Vernissage : Le vendredi 3 octobre 2014, de 17h à 19h
Exposition : Du 3 au 12 octobre 2014
Heures d’ouverture : Samedi, dimanche, mardi et mercredi de 12h à 19h
508, boulevard René Lévesque Est (2e étage)
Transects sonores James Partaik Installation sonore interactive
Un transect est une ligne virtuelle ou physique que l’on met en place pour étudier un phénomène.
Dans la foulée de Ligne de site V (Arqhé, 1999-2000) qui opéra sur le même site un passage public coupant dans la réalité de l’habitat et du monde virtuel en émergence, insertio propose ici une exploration du potentiel de l’objet domestique augmenté comme vecteur d’exploration de la matière urbaine.

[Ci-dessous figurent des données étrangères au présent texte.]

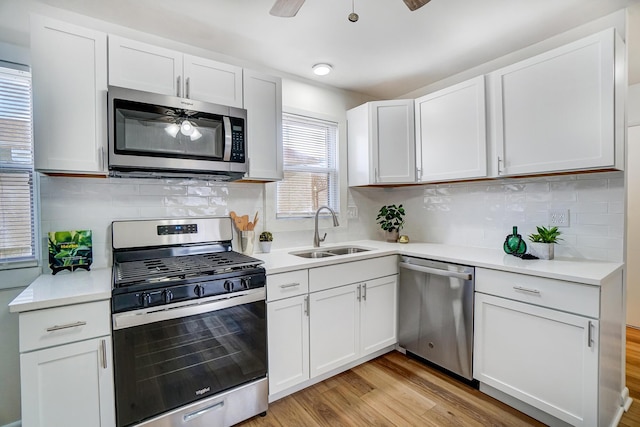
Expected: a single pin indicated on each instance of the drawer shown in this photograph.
(290, 284)
(61, 325)
(331, 276)
(571, 297)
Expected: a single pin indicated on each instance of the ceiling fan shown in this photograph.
(289, 8)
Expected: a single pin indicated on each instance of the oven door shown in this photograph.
(165, 358)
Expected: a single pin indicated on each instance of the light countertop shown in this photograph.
(67, 288)
(64, 288)
(575, 270)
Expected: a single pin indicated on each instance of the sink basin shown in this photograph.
(328, 252)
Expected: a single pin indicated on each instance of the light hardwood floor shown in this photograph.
(394, 390)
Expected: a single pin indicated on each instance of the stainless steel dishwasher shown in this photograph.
(436, 313)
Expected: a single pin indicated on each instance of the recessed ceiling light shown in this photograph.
(322, 69)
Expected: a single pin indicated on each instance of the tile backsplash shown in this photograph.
(478, 214)
(482, 213)
(93, 203)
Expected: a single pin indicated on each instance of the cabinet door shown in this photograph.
(334, 328)
(263, 102)
(451, 139)
(212, 81)
(69, 385)
(393, 141)
(69, 69)
(141, 66)
(378, 314)
(555, 111)
(543, 357)
(288, 336)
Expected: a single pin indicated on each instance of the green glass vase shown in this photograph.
(513, 243)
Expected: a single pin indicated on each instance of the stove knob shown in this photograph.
(145, 299)
(167, 295)
(199, 291)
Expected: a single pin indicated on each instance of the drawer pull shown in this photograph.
(289, 285)
(103, 351)
(528, 290)
(67, 326)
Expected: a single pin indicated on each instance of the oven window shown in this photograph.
(162, 366)
(149, 130)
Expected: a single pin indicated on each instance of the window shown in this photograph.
(310, 167)
(17, 219)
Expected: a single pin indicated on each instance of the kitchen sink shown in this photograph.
(328, 252)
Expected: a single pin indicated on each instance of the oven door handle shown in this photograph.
(157, 314)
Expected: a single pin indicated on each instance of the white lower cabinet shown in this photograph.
(70, 385)
(546, 358)
(316, 327)
(352, 321)
(288, 338)
(551, 348)
(66, 366)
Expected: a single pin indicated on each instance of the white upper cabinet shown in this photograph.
(69, 69)
(263, 102)
(381, 143)
(561, 110)
(451, 141)
(140, 66)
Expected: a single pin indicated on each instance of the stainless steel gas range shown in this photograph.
(189, 325)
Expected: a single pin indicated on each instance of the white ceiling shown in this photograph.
(389, 52)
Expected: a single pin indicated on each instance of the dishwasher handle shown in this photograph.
(436, 271)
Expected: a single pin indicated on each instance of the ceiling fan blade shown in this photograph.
(286, 8)
(415, 4)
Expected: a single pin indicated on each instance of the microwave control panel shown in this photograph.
(237, 140)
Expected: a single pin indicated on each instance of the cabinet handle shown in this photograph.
(103, 351)
(188, 417)
(67, 326)
(289, 285)
(528, 290)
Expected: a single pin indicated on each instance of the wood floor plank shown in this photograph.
(394, 390)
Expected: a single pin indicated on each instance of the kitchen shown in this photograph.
(449, 210)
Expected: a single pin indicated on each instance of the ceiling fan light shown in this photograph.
(322, 69)
(172, 129)
(186, 128)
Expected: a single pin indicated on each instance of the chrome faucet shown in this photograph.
(316, 235)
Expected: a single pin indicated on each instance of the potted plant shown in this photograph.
(265, 241)
(542, 242)
(390, 218)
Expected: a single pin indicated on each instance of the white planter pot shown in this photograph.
(541, 250)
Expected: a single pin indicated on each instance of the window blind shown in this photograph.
(310, 167)
(17, 220)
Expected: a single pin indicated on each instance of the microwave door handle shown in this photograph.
(227, 139)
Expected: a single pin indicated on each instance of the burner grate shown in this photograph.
(179, 267)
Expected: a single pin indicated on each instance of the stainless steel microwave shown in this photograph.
(152, 135)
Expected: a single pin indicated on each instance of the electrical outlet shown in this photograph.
(559, 218)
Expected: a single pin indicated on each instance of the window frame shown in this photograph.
(6, 264)
(274, 224)
(333, 170)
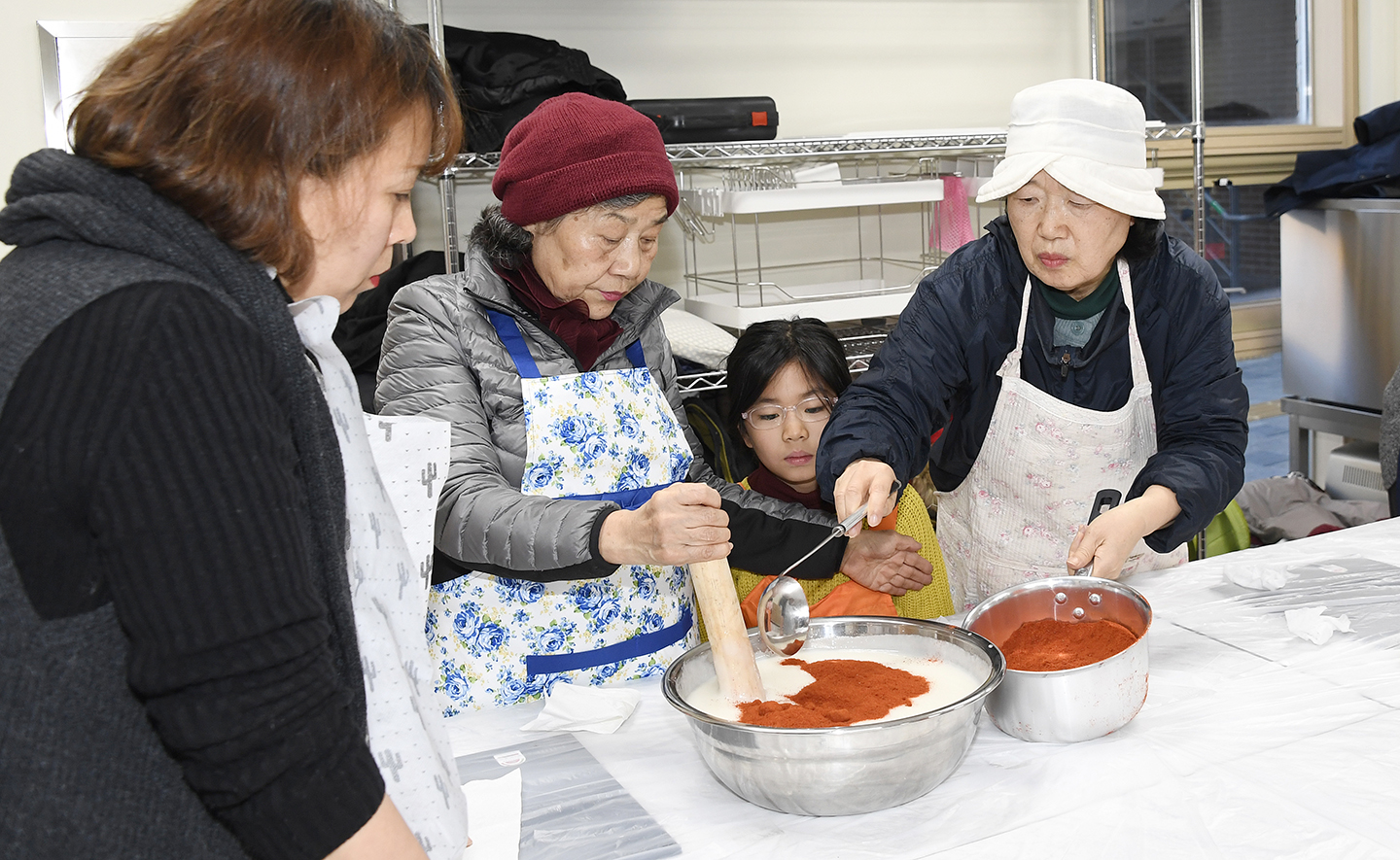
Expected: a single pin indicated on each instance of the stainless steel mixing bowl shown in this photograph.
(1071, 704)
(846, 770)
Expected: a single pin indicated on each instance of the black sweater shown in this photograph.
(145, 464)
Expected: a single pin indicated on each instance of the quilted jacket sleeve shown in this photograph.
(435, 363)
(1197, 392)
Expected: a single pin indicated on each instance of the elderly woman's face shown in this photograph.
(356, 219)
(598, 255)
(1066, 239)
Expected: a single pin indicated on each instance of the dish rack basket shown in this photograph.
(834, 241)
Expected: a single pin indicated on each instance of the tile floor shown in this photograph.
(1267, 451)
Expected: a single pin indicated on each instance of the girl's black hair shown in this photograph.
(1144, 236)
(767, 347)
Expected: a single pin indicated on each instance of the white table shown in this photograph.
(1252, 742)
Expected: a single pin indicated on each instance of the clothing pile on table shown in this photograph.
(1292, 506)
(1368, 169)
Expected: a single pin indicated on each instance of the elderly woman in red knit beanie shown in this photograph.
(576, 496)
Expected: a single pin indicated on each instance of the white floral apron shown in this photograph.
(594, 435)
(1040, 465)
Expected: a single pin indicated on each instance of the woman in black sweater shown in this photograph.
(178, 650)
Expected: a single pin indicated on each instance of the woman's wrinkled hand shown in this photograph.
(680, 525)
(887, 561)
(864, 481)
(1110, 537)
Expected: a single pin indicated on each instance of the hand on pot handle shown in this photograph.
(1109, 538)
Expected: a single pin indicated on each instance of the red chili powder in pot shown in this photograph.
(1052, 645)
(843, 693)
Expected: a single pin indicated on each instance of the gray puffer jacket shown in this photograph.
(442, 359)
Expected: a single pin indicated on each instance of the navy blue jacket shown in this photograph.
(938, 369)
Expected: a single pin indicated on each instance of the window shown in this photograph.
(1254, 59)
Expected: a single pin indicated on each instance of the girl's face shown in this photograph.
(788, 443)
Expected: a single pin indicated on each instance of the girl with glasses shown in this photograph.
(783, 378)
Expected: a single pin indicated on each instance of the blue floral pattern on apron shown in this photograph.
(594, 435)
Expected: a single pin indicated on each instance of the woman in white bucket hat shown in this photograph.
(1074, 349)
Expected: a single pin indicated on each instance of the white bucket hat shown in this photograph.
(1090, 136)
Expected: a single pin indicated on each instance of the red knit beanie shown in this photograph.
(576, 152)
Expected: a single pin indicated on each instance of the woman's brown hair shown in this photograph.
(226, 108)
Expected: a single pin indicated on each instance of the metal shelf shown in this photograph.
(859, 350)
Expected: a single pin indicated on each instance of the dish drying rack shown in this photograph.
(826, 239)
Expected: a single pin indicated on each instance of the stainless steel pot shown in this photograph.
(1072, 704)
(845, 770)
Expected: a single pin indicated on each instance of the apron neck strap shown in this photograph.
(514, 341)
(1011, 366)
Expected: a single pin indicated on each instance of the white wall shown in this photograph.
(21, 104)
(1378, 22)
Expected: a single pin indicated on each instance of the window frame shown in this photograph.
(1265, 155)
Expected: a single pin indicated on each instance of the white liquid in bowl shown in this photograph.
(947, 682)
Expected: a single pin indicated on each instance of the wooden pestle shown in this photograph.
(734, 665)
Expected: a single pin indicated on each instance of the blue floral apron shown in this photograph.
(595, 435)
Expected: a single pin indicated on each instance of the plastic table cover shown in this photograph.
(1252, 742)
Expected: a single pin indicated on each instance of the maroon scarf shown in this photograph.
(587, 338)
(769, 484)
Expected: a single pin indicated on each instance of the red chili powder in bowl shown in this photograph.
(843, 693)
(1052, 645)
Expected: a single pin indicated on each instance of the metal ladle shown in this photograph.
(783, 611)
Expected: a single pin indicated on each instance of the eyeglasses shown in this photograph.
(770, 416)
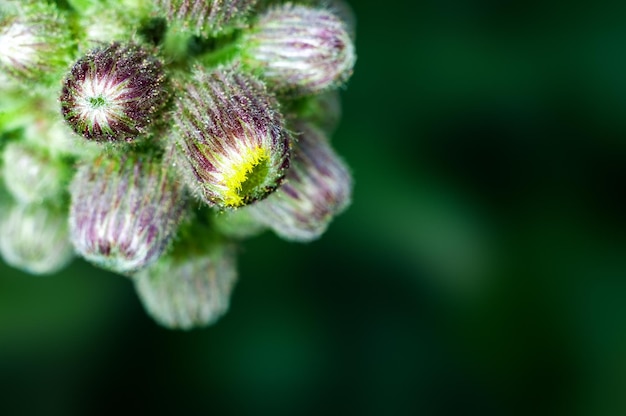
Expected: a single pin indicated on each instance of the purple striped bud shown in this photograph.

Une chaise greffée d’un dispositif interactif agit comme point d’écoute et permet aux visiteurs d’entreprendre des trajets urbains rectilignes rayonnant à partir d’un appartement de la Coopérative d’habitation Accordéons-nous. Une série d’enregistrements audio s’enlignent en trajectoires qui creusent des tunnels sonores à travers le quartier. Ces tunnels franchissent murs et obstacles physiques de l’environnement déjouant les déplacements habituels dans la ville. Transects sonores offre ainsi une expérience de la ville qui se donne dans la simultanéité de ses expressions diverses et multivoques.
— Paraformé Paolo Almario Installation automatisée
Le laboratoire insertio accueille le dernier chapitre de la trilogie –formé (déformé, transformé et paraformé) de l’artiste d’origine colombienne Paolo Almario.
Dans paraformé, exposition finale de la maîtrise en art qu’il poursuit à l’Université du Québec à Chicoutimi, Almario questionne les relations entre l’individu et l’espace qu’il habite. Pour consolider son concept de création, la spatialité de l’être, il s’est concentré sur l’exploration de sa propre identité spatiale.
Ayant vécu la destruction de quatre de ses maisons familiales – en 1998, 2001, 2008 et 2012 – aux mains des Forces Armées Révolutionnaires de la Colombie (FARC) et de la Salle Pénale de la Cour Suprême de Justice du même pays, l’artiste s’est auto-imposé une problématique : « Quel type de pratique artistique puis-je développer lors de la destruction de ma spatialité de l’être ? ».
L’artiste présente une installation avec automatisme où l’espace est construit par les visages des responsables des attaques et des destructions qu’il a vécues. Les portraits se matérialisent sous la forme de photomosaïques – 4800 photos placées à la main – et ils se dématérialisent tout au cours de l’exposition par l’action de la machine de l’ordre, un dispositif numérique programmé imbriquant la photographie, les médias tangibles et l’habitat.